Land sales are slowly yet steadily coming back across Northern Colorado, with builders and investors alike closing a rising number of deals in recent months.

“Activity is way up across the board,´ said Cassidy Turley Fuller Real Estate Vice President Russell Baker, who specializes in land sales. “Last year we were selling more to investors; this year it’s been to builders.”

It is likely to be years more before land sales reach peaks seen before the downturn, but Baker said he began to note a rise in lot sales over the last six to nine months.

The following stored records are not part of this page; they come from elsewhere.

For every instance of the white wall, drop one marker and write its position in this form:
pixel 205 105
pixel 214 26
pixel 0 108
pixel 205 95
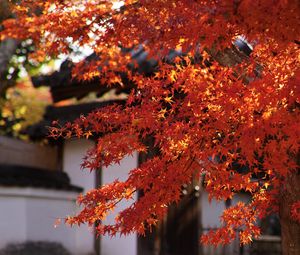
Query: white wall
pixel 119 245
pixel 29 214
pixel 73 153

In one of the larger deals, Landmark Homes, a Windsor-based developer, purchased 88 condo lots and associated water credits from CTF in the Centerra development in Loveland. The development is called Lakeshore at Centerra, and its homes are priced between $138,000 and $144,000, according to Landmark CEO Jason Sherrill.

The development is currently under construction, but those homes that are complete have already been sold, Sherrill said.

A lot of the movement in land sales is a result of distressed property sales, allowing builders to acquire sites at much more affordable prices, according to Sherrill.

“People want the best with interior features, like high-quality finishes,” Sherrill said, “and buying distressed land at a good price allows builders to be able to offer those things at a competitive price.”

Being able to sell homes at a lower price with higher quality finishes allows new-home builders to better compete against existing homes on the market including the inventory of residences in foreclosure, he said. Landmark is planning on buying up a few more distressed lots in the new year, according to Sherrill.

Baker also expects to see more land sales in 2012, as banks try to cleanse their books of the distressed properties they acquired during the recession.

Investors also are taking advantage of the lower prices, according to Peter Kast of Realtec Commercial Real Estate Services.

Kast has seen an increase in land sales in the last four to five months, and said that often investors are holding on to what they acquire, either to develop later or sell for a higher price when the market recovers more fully.

The deals are plentiful
In some cases, prices are down 60 to 80 percent from their peak in 2007, according to Michael Ehler of Realtec.

Ehler cited a recent sale in Loveland in which 8.6 acres of industrial land sold for $2.50 per square foot, down from as much as $8 in 2007.

Ehler also said demand is slowly picking back up.

“I’ve seen more optimism in the fourth quarter,” he said. “Things are looking good for 2012 as well. I believe that we talk ourselves into a recession, and we can talk ourselves out of it. The positive thinking is going to go a long way.”